En este sentido Esquivel menciona lo siguiente: 

 

“Educar, por lo tanto, tiene que ver con la existencia, con el pensamiento, con la cultura, con el quehacer y, finalmente, con el ser. Educar y ser son dos términos inherentes: se educa para ser y se es de acuerdo a la educación adquirida para pensar, sentir y actuar, para constituir nuestro vivir y no al margen de las condiciones o circunstancias sociales, económicas y políticas. Dentro de esta perspectiva, una verdadera educación conlleva a transformar nuestras circunstancias familiares, sociales, políticas, religiosas, morales, éticas, cívicas, democráticas que acepta, asume y vive su realidad y respeta la alteridad”. 

 

Es indispensable que se deje de tomar a las instituciones educativas como entes que instruyen a los estudiantes sólo de manera teórica. Si bien, los valores deben inculcarse a los niños desde sus hogares, es la escuela su primer contacto con nuevas personas ajenas al entorno familiar y es en ese lugar donde pasarán la mayor parte del tiempo en sus años de su juventud. 

 

Sin embargo, el sistema educativo en que se ha formado a los estudiantes en la actualidad, al menos en México, se basa en competencias, es decir, no se trabaja en conjunto para potenciar las habilidades de los individuos, sino que se promueve la pugna por ser mejor que otros y de esta manera se evalúa el desempeño de los niños y jóvenes que asisten a las escuelas. Este sistema también ha contribuido a alimentar la rivalidad, envidia y los sentimientos de superioridad en los estudiantes. Ahora la pregunta que debemos plantearnos es, ¿cómo introducir valores en este contexto educativo? 

 

Se deben impartir materias que tengan como único propósito formar a las nuevas generaciones en valores, cursos que se pretendan instituir con este fin no deben tomarse como “relleno”, optativos o simples talleres. Los valores deben ser un pilar fundamental en los planes de estudios de todas las escuelas y se les debe dar la importancia que corresponde. 

 

Es importante recalcar que en este proceso de educación en valores no pueden quedar fuera las familias de los estudiantes, ellas constituyen un eje primordial en la sociedad y sin su colaboración cualquier intento de transmitir valores a los jóvenes será en vano. Igual que los docentes las familias dan ejemplo constante, las acciones en este núcleo inevitablemente trascienden en las mentes de los chicos. Es indispensable que se les instruya para que sean ellos los primeros que practiquen los valores en las aulas, ya que es imposible que los alumnos los adquieran de una figura que no los ejerce. 

 

Debemos aceptar que la educación en valores es la única herramienta que tenemos para humanizar a nuestra sociedad, hecho que reafirma la importancia de esta labor.

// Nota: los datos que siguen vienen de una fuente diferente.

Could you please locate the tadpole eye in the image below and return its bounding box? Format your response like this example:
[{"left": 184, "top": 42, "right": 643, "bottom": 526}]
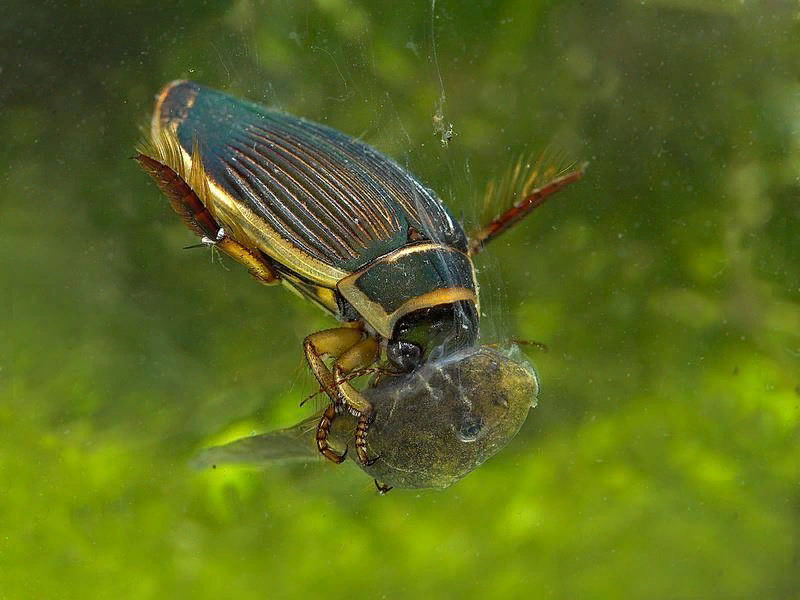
[
  {"left": 457, "top": 416, "right": 484, "bottom": 442},
  {"left": 386, "top": 339, "right": 423, "bottom": 373}
]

Se necesita retomar valores del pasado para aplicarlos de acuerdo a las condiciones que existen en el presente; dado que vivimos en una sociedad cambiante, conviene considerar que se pueden generar nuevos valores para la vida futura. 

 

Nos encontramos en la zozobra que produce la incertidumbre del futuro, nos cuestionamos constantemente qué será de las próximas generaciones y si en verdad los planes que tenemos para resolver la actual crisis de valores darán resultados óptimos. 

 

Más que preocuparnos por ello, debemos atender el problema y esforzarnos con acciones reales para transmitir a los más jóvenes los valores que han subsistido en nuestro mundo desde la antigüedad, es necesario abrir la posibilidad de crear nuevos principios que satisfagan la vida de quienes vivan en el futuro. Si logramos que al menos una parte de la comunidad estudiantil y de la sociedad vivan los valores con los que fue educada, podemos tener la seguridad de que lo mismo ocurrirá con las generaciones que hereden el mundo en que vivimos.

 

Gabriela Salgado Mercado

Maestra en Ciencias de la Educación por el Instituto Universitario Brima.

Maestra de Inglés en la Facultad de Contaduría y Administración UAEM.